= Edward Hardman =

Anglo-Irish geologist

Edward Townley Hardman (6 April 1845 – 30 April 1887) was an Anglo-Irish geologist who played a key role in the discovery of Western Australia's Kimberley goldfields.

Edward Hardman was born in Drogheda in County Louth, Ireland on 6 April 1845. He graduated in mining from the Royal College of Science in Dublin, and in 1870 was appointed as a geologist in the Geological Survey of Ireland.

In 1882, small gold finds in the Kimberley region of Western Australia prompted the Government of Western Australia to appoint a temporary Government Geologist to examine the area. The British Colonial Office chose Hardman for the position, and he arrived in Perth, Western Australia in March 1883. Hardman immediately joined Alexander Forrest's survey expedition to the Kimberley, but the party was confined to the western part of the Kimberley, and no indications of gold were found. The following year, he joined Harry Johnston's survey, which covered most of the Kimberley. Hardman found traces of gold throughout the east Kimberley, especially in the area around the present-day town of Halls Creek. In his published report, he complained that he had received little assistance in his work, as the surveying took priority.

Hardman's report prompted a number of prospecting expeditions in the area, and in 1885 gold was discovered by Charles Hall's party at a location they named Halls Creek. Once the discovery became known, the Kimberley gold rush set in, and a goldfield was proclaimed on 19 May 1886. Hardman's map and report were heavily relied upon by prospectors, and held in high regard. The field's Warden, Charles Price stated
"the whole of the miners are enthusiastic in the praise of Mr Hardman;... every case when he has marked on his plan that auriferous deposits would be found... the result has proved the correctness of his opinion... Nowhere else have they found more than colours."^{1}

Back in 1872, the Government of Western Australia had offered a reward of £5000 for the discovery of the colony's first payable goldfield, with a number of conditions attached. In January 1885, Johnston lodged a claim for the reward, on the grounds that
"while in command of the Kimberley Survey Parties in 1884 I discovered a large area of auriferous country".^{2}
When Hardman learned of Johnston's claim, he lodged one himself, countering Johnston's claim with the statement
"not only did he make no discoveries of gold in the district,... he constantly decried the idea of gold being found at all; sneered at all my efforts to prospect the country; and was with the utmost difficulty persuaded to afford me any assistance...."^{3}
Consideration of the claims were deferred until May 1888.

Hardman hoped for his temporary appointment as Government Geologist to be made permanent, but the government would not approve the funding, and on the completion of his contract in 1885 he returned to Ireland, where he again worked on the Geological Survey of Ireland. In August 1886, the Government of Western Australia approved the funding for a permanent Government Geologist position, and Hardman submitted an application for the job.

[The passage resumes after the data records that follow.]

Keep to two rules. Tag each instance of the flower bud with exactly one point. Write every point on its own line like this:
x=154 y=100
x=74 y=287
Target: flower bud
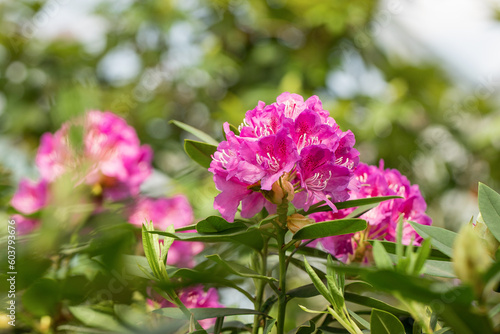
x=296 y=221
x=277 y=192
x=470 y=257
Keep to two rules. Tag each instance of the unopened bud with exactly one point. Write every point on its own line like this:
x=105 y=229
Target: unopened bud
x=484 y=233
x=277 y=193
x=470 y=257
x=296 y=221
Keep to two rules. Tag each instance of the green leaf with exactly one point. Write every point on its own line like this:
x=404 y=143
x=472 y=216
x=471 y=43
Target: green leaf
x=382 y=259
x=382 y=322
x=350 y=204
x=232 y=128
x=205 y=312
x=330 y=228
x=200 y=152
x=93 y=318
x=238 y=269
x=489 y=206
x=456 y=311
x=318 y=283
x=198 y=133
x=441 y=239
x=439 y=269
x=250 y=237
x=305 y=291
x=42 y=297
x=215 y=224
x=373 y=303
x=422 y=254
x=360 y=320
x=200 y=277
x=269 y=326
x=150 y=250
x=390 y=247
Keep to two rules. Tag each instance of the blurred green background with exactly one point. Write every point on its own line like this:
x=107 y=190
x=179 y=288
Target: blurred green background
x=421 y=103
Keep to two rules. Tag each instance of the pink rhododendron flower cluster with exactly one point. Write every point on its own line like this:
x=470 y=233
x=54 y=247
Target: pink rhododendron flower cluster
x=194 y=297
x=382 y=220
x=111 y=161
x=292 y=140
x=111 y=157
x=164 y=212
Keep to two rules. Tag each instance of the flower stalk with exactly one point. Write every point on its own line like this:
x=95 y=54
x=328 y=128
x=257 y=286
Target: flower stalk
x=280 y=236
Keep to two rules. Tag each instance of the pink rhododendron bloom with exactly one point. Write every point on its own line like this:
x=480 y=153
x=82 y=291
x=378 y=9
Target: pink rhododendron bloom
x=292 y=140
x=194 y=297
x=30 y=196
x=111 y=158
x=25 y=225
x=164 y=212
x=382 y=220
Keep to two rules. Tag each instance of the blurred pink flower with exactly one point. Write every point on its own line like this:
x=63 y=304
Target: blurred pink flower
x=164 y=212
x=291 y=139
x=194 y=297
x=111 y=157
x=25 y=225
x=382 y=220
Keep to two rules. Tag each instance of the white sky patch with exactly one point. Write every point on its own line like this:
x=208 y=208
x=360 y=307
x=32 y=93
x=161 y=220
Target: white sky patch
x=461 y=34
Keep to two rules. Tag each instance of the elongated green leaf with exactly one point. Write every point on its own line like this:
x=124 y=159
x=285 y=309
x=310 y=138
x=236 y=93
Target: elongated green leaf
x=350 y=204
x=360 y=320
x=439 y=269
x=441 y=239
x=330 y=228
x=318 y=283
x=489 y=206
x=204 y=313
x=195 y=132
x=238 y=269
x=251 y=237
x=200 y=152
x=435 y=254
x=382 y=322
x=201 y=277
x=151 y=252
x=215 y=224
x=305 y=291
x=382 y=259
x=300 y=264
x=373 y=303
x=361 y=210
x=97 y=319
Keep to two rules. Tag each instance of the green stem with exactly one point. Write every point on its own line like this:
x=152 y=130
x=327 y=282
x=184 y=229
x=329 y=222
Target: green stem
x=183 y=308
x=260 y=285
x=281 y=232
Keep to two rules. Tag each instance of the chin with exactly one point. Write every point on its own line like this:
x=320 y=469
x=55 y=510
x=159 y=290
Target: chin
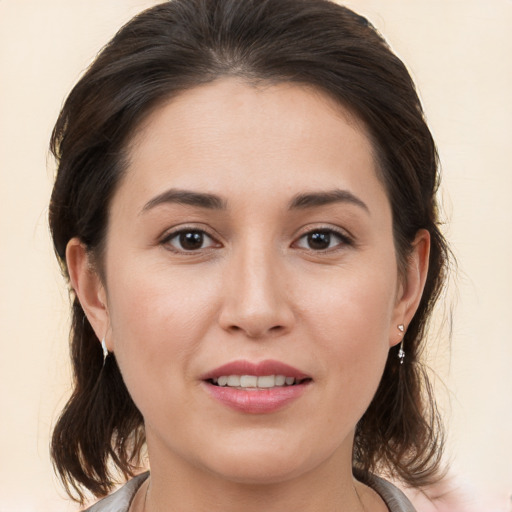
x=264 y=466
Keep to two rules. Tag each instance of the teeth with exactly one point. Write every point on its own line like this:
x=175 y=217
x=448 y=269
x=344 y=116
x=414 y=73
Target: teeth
x=252 y=381
x=248 y=381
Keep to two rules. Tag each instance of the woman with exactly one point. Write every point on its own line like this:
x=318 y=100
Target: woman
x=245 y=209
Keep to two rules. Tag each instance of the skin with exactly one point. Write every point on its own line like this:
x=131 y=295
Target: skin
x=256 y=289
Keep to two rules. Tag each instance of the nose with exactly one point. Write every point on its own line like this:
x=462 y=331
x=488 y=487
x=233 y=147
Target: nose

In March 1887, Hardman began field work in the Wicklow Mountains of Ireland. He was in bad health and the weather was poor, with frequent snowstorms and rain. Early in April, he contracted typhoid fever, and died a few days later in a Dublin hospital. He was survived by a wife and two young children.

The Western Australian government agreed to offer the Government Geologist post to Hardman shortly before news of his death reached them. When in May 1888 the government considered claims for the reward for discovery of the goldfield, it was decided that the Kimberley goldfield, which had proven disappointing, had not met the stipulated conditions, and no reward was paid out. Hardman's contribution was recognised, however, with a gift of £500 to his widow Louisa Hardman.

Three geographical features in the Kimberley bear Edward Hardman's name: Hardman Point, Hardman Range and Mount Hardman.

==Notes==
1. Western Australian Legislative Council Parliamentary Paper no. 90/87. Quoted in Playford and Ruddock (1985).
2. Western Australian Department of Mines file 10650/94 p. 7. Quoted in Playford and Ruddock (1985).
3. Western Australian Department of Mines file 10650/94 pp. 8-9. Quoted in Playford and Ruddock (1985).